Name: Lee Michael Kennedy
Title: President and Chief Executive Officer
Age: 44
Years of experience: 26 years
At a time where the economy is dragging its feet in the mud, a Quincy-based contractor is carefully moving forward, picking and choosing projects in a variety of market segments as the opportunities arise.
Lee Kennedy & Co. has experience working in the commercial, retail/restaurant, hospitality and institutional markets, and while other developers sit and wait for the next big-buzz project, this local firm understands the importance of the smaller-scale opportunities that are still available during this tough time.
The word of the day is diversification, according to Lee Michael Kennedy, president and chief executive officer of Lee Kennedy & Co. He recently sat down with Banker & Tradesman to explain.

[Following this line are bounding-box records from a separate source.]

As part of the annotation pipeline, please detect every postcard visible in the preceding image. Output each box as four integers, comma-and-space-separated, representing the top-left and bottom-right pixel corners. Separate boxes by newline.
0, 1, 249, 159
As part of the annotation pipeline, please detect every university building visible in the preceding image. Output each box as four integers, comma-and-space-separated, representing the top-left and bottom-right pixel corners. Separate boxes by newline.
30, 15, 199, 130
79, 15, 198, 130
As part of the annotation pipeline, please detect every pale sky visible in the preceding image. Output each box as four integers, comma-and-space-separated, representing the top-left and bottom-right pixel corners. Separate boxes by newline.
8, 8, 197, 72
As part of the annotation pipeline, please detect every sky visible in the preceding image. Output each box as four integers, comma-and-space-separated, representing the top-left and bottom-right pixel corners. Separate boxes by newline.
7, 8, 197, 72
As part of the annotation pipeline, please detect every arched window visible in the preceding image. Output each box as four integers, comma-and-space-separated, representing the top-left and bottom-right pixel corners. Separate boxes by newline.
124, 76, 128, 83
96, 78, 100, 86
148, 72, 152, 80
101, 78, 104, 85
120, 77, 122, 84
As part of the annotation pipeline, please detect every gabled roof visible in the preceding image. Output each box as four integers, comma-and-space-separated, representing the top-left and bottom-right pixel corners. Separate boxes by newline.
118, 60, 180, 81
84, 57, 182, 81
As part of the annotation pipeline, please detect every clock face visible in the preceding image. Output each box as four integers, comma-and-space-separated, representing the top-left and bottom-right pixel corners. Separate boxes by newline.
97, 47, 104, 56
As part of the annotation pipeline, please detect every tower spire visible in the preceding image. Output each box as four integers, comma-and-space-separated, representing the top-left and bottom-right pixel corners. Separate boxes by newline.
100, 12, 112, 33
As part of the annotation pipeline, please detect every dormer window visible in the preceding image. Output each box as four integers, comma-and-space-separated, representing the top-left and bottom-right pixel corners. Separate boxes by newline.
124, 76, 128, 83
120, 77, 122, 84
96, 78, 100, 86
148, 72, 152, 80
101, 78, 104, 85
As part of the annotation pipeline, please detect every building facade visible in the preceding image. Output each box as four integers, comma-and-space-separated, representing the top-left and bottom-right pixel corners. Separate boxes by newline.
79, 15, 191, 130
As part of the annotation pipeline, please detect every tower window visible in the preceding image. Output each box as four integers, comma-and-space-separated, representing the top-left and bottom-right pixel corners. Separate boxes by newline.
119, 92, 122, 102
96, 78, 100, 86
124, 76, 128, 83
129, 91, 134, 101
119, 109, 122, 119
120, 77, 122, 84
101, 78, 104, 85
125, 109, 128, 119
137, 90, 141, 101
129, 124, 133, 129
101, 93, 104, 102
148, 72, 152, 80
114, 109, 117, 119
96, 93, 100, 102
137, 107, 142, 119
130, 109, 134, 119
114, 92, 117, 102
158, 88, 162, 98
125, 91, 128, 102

What types of opportunities are you looking at for the year ahead?
I think, for 2009 and 2010, I see us mostly doing smaller-sized projects: infrastructure projects for institutions, deferred maintenance projects for institutions, smaller-scaled renovation projects. The bigger, larger-capital projects are the ones that are being shelved and reassessed as to how important they might be to various institutions.
What type of projects do you think will help Boston through the recession?
You hear talk in the media and from certain areas of the community about large-scale projects – there’s been some recent ones that have gotten news coverage. When I think of that, I don’t think of that as being favorable for Boston. I think smaller-scale projects, mid-rises, 10-, 15-, 20-story buildings. If you take one project that might be 50, 60, 70, 80 stories, … and you take that and make it into three or four different projects, it provides for more diversity, the scale of buildings are better for Boston and there’s actually more construction jobs that come out of it.
Are you seeing more activity in some of the market segments that you deal with, more than in others?
We do a lot in the college and university market, and there are still a lot of projects that are moving forward in the $1 million- to $25 million-sized projects. You have schools like Dean College down in Franklin that has a $13-million project that’s about to come on line that we’ll be bidding for. Then, there’s Boston College which has continued to move forward with part of their first initial phases of their master plan. So, it seems to be sporadic with the colleges and universities.
Hospitals similarly, but they seem to be affected even a little bit more than the colleges and universities, with the lack of debt available due to the credit crunch.
Commercial development is pretty much in a complete shutdown mode until these banks start flowing money to them again.
To any developers out there who may be struggling right now, what, if any, advice would you give them?
I think one advantage, whether you’re a developer or an institution, is that the construction dollar goes a lot further now. Now is the time, like if you’re a first-time homebuyer. If you’ve got money and you’ve got a job, what a great opportunity to get your first house at a discount. The same holds true in construction. Construction costs globally are way down. Resources, labor, everything. All the prices have come way down, so you can build so much more. You can get so much more bang for your buck now, probably since we’ve seen in the ’90s. I would say pricing is down, from a year to two years ago, to close to 15 percent. So it’s that significant.
You do a lot of self-performance, your own carpenters, laborers working on a project instead of subcontracting the work out. Why don’t a lot of other companies do that?
Construction managers moved away from it because it’s another form of risk … the business has been a lot about risk management for the past 15 years. It’s good front-line presentation of your company. If you subcontract that out, who are they going to be more obligated to, the subcontractor or you?
Five Things You Probably Don’t Know About Lee Michael Kennedy:
Kennedy is a hockey fanatic and has played since he was 4 up until four or five years ago. His favorite players are Wayne Gretzky and Bobby Orr because they both changed the game, and they’re also great people.
Kennedy is a Bruce Springsteen fan and has seen Springsteen play live in concert more than 50 times. He first heard the “Born to Run” album back in 1975, and fell in love with the music.
Kennedy owns two Harley-Davidson motorcycles: a 1999 Softail Custom and a 2001 Custom Wide Glide.
He interned for Sen. John Kerry in his freshman term as a U.S. Senator in 1984, and learned a lot about how the political experience works.
While at St. Joseph College, Kennedy received the Clio Award for high achievement as a history major student.